その圧をまともに受け、取り押さえている方の騎士は及び腰だ。


「いえ、それは……なぁ」

「あの、本当に悪気はなくて……」

「おい!」


けれど我を忘れている騎士だけは彼の方を見ておらず、味方であるはずの二人が自分を押さえていることに腹を立てて暴れている。


「それ、大人しくさせた方が君たち楽だよね?」


その様子を見たドレンは笑みを崩すことなく彼らに近付いてそう言うと、彼を素手で殴って一発で昏倒させた。

その動きは素早く、正に一瞬だった。


「気絶させたから、これなら運べるよね?」


正直彼は怖い、そこにいる誰もがそう感じたはずだ。

気絶した彼を支えた騎士たちも、さすがに笑顔で殴って相手を一発で気絶させ、それでもやはり笑顔でそう聞かれたら否定することはできない。
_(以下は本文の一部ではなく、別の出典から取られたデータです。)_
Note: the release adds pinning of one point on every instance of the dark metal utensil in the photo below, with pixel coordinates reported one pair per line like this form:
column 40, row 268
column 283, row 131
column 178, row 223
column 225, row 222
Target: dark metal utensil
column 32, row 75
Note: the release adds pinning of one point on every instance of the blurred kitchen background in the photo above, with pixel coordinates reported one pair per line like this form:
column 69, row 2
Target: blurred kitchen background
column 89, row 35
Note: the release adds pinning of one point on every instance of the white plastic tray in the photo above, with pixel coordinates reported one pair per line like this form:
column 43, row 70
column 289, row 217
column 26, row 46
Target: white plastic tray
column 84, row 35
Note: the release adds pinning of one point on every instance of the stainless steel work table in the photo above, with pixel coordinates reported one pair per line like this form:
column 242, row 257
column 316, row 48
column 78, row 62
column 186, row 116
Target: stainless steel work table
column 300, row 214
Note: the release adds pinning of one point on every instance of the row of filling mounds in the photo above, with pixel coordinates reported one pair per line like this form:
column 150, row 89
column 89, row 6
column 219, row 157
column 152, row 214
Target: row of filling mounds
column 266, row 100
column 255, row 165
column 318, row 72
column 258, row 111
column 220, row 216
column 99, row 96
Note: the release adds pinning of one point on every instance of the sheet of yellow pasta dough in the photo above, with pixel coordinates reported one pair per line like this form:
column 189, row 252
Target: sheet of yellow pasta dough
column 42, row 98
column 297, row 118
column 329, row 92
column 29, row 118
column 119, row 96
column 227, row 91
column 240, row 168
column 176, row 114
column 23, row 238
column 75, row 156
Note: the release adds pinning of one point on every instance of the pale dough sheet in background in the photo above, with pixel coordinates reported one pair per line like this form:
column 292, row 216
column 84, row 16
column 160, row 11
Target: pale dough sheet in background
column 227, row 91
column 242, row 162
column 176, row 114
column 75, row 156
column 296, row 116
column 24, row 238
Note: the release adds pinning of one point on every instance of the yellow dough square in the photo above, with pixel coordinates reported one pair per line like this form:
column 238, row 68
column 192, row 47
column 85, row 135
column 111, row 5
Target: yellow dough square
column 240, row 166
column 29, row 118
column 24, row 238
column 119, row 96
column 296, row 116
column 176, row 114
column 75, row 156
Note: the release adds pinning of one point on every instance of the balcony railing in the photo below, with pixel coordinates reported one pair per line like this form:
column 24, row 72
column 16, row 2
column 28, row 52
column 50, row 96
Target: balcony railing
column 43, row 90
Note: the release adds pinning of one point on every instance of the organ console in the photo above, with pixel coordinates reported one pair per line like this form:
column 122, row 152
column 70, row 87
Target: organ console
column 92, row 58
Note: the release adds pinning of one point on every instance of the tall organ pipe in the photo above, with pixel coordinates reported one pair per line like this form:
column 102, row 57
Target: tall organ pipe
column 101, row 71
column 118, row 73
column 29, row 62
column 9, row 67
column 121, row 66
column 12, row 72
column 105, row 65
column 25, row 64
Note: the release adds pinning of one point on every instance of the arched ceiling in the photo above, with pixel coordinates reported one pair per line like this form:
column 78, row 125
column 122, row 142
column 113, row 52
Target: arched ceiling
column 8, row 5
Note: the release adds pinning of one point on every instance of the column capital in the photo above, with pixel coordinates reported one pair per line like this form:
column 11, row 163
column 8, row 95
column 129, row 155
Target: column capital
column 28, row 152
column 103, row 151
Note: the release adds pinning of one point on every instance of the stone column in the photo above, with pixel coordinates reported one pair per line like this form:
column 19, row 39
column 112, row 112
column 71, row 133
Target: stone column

彼らは何度もうなずくと、彼を動かしやすいように抱え直した。


「じゃあすみませんでした!」


最後にそう言い残して彼を抱えてそのテーブルの騎士たちは食堂から立ち去っていった。


「本当に邪魔だよねぇ。困ったもんだなー」


彼らの背を見送り、出て言ったのを確認したドレンは、そうつぶやくと何もなかったかのようにロイクールたちの所に戻ってきたのだった。